Une autre occasion se présente au cours de l'hiver 1939-1940 lors de la préparation de l'offensive contre la France. Cette fois-ci, c'est au tour du général Hans Oster du Service de contre-espionnage de l'armée de terre (Abwehr) de prendre l'initiative. Mais l'idée de mettre les adversaires au courant du début de l'offensive contre la France et la Belgique se solde par un échec : en reportant la date de l'attaque allemande à maintes reprises, Hitler - sans le savoir - jette le discrédit sur les informations données par Oster. La débâcle de la France, à l'été 1940, met de nouveau un terme à la conspiration des militaires.
Tentatives d'attentats et groupes de résistants
Timbre de la poste allemande commémorant le 100e anniversaire de la naissance de Georg Elser (2003).
Source : Deutsches Bundesarchiv. German Federal Archive
Mais la résistance contre Hitler ne se manifeste pas seulement du côté des élites. L'attentat contre la brasserie "Bürgerbräu-Keller" à Munich le 8 novembre 1939 est un acte isolé, préparé par un seul homme. La bombe fabriquée par le menuisier Georg Elser manque de peu son but parce que Hitler quitte les lieux plus tôt que prévu. Vu son efficacité, la Gestapo est au début convaincue que Georg Elser a bénéficié d'une aide venant de l'étranger. Ce n'est que quelques semaines plus tard, et grâce à d'autres activités, qu'elle s'aperçoit qu'un esprit de résistance est toujours vivace en Allemagne.
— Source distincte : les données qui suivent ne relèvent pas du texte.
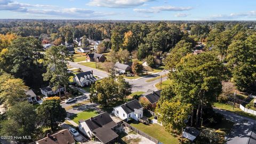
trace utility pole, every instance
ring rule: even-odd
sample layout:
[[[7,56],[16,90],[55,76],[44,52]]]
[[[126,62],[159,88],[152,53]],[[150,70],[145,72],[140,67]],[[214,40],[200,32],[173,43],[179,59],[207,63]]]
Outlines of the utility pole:
[[[236,100],[236,91],[235,91],[235,93],[234,93],[233,110],[235,107],[235,101]]]
[[[181,128],[181,143],[182,143],[183,142],[183,127]]]
[[[161,82],[160,82],[160,89],[162,89],[162,75],[161,75]]]

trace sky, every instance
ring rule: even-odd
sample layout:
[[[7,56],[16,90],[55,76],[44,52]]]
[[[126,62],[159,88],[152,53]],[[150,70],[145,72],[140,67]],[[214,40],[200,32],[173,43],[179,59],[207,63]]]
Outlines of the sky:
[[[256,1],[0,0],[0,19],[256,20]]]

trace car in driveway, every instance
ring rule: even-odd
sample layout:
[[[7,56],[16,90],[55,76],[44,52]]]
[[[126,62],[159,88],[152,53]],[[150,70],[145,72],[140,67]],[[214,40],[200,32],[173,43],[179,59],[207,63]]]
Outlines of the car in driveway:
[[[68,103],[74,102],[75,101],[76,101],[76,98],[69,98],[65,100],[65,103]]]
[[[77,137],[80,135],[80,133],[76,130],[75,129],[70,127],[69,129],[69,132],[70,132],[71,134],[74,137]]]

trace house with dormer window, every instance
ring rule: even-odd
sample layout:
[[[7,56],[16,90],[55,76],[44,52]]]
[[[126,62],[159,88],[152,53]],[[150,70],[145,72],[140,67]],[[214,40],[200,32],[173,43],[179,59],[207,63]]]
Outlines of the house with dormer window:
[[[91,85],[96,82],[96,78],[93,75],[92,71],[76,74],[74,77],[74,81],[81,87]]]

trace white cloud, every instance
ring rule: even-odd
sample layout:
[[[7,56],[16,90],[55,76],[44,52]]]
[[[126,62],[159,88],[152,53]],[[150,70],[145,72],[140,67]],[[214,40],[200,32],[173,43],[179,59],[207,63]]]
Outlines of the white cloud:
[[[102,13],[93,10],[76,7],[62,8],[48,5],[33,5],[13,2],[12,1],[0,0],[0,11],[20,12],[23,15],[36,15],[38,17],[56,17],[58,18],[71,18],[82,19],[85,18],[103,17],[105,15],[115,14],[114,13]]]
[[[0,0],[0,5],[6,5],[11,2],[10,0]]]
[[[87,5],[99,7],[125,8],[142,5],[146,2],[154,1],[155,0],[91,0]]]
[[[191,6],[188,7],[177,7],[171,5],[163,5],[158,6],[151,7],[150,9],[134,9],[133,11],[139,13],[159,13],[162,11],[184,11],[192,9]]]
[[[215,14],[213,15],[206,19],[210,20],[230,20],[236,18],[256,18],[256,11],[251,11],[247,12],[239,13],[230,13],[229,14]]]
[[[190,14],[188,14],[188,13],[177,13],[176,14],[175,14],[174,17],[178,17],[178,18],[180,18],[180,17],[188,17],[188,15],[190,15]]]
Déblaiement après l'attentat à la bombe contre Hitler au cave brasserie "Bürgerbräu", Munich, 8 novembre 1939.
Source : Deutsches Bundesarchiv. German Federal Archive
Après les arrestations massives au début des années trente, l'opposition a commencé à se réorganiser en Allemagne sous d'autres formes.
De petits groupes apparaissent aussi bien du côté de la gauche que du côté de la droite. L'engagement dans la lutte contre le régime nazi s'intensifie avec le début de la guerre à l'est le 22 juin 1941 et avec la persécution des Juifs. Mais, malgré les activités de l'Orchestre rouge (un groupe de hauts fonctionnaires autour de Harro Schulze-Boysen, un officier de la Luftwaffe), le Groupe Baum (un réseau de Juifs à Berlin), la Rose blanche (un mouvement d'étudiants, créé par Sophie et Hans Scholl à Munich), les Edelweisspiraten à Cologne et la Swing-Jugend à Hambourg (tous les deux des mouvements de protestation organisés par des jeunes) - pour ne citer ici que quelques exemples -, il est incontestable qu'il s'agit toujours d'une minorité.
Par rapport à la situation en France et dans les autres pays occupés de l'Europe, il ne faut jamais oublier que, pour un Allemand ou une Allemande, faire de la résistance est une décision difficile à prendre. Il faut s'engager non seulement contre son propre pays, mais aussi, si nécessaire, contre ses concitoyens. Combattre son propre gouvernement, même lorsqu'il s'agit d'un régime criminel, est un acte de haute trahison, puni de la peine capitale. Ce problème est au centre des débats organisés à partir de 1942 par le comte Helmuth James Graf von Moltke sur son domaine à Kreisau en Basse-Silésie (d'où le nom Cercle de Kreisau). La nécessité d'un assassinat collectif des plus hauts représentants du régime (Hitler, Himmler, Göring) et la question de la légitimité d'une "insurrection de la conscience" (Aufstand des Gewissens), ne pose pas seulement problème à ces hauts fonctionnaires, mais aussi aux soldats qui ont tous fait serment de servir Hitler en personne.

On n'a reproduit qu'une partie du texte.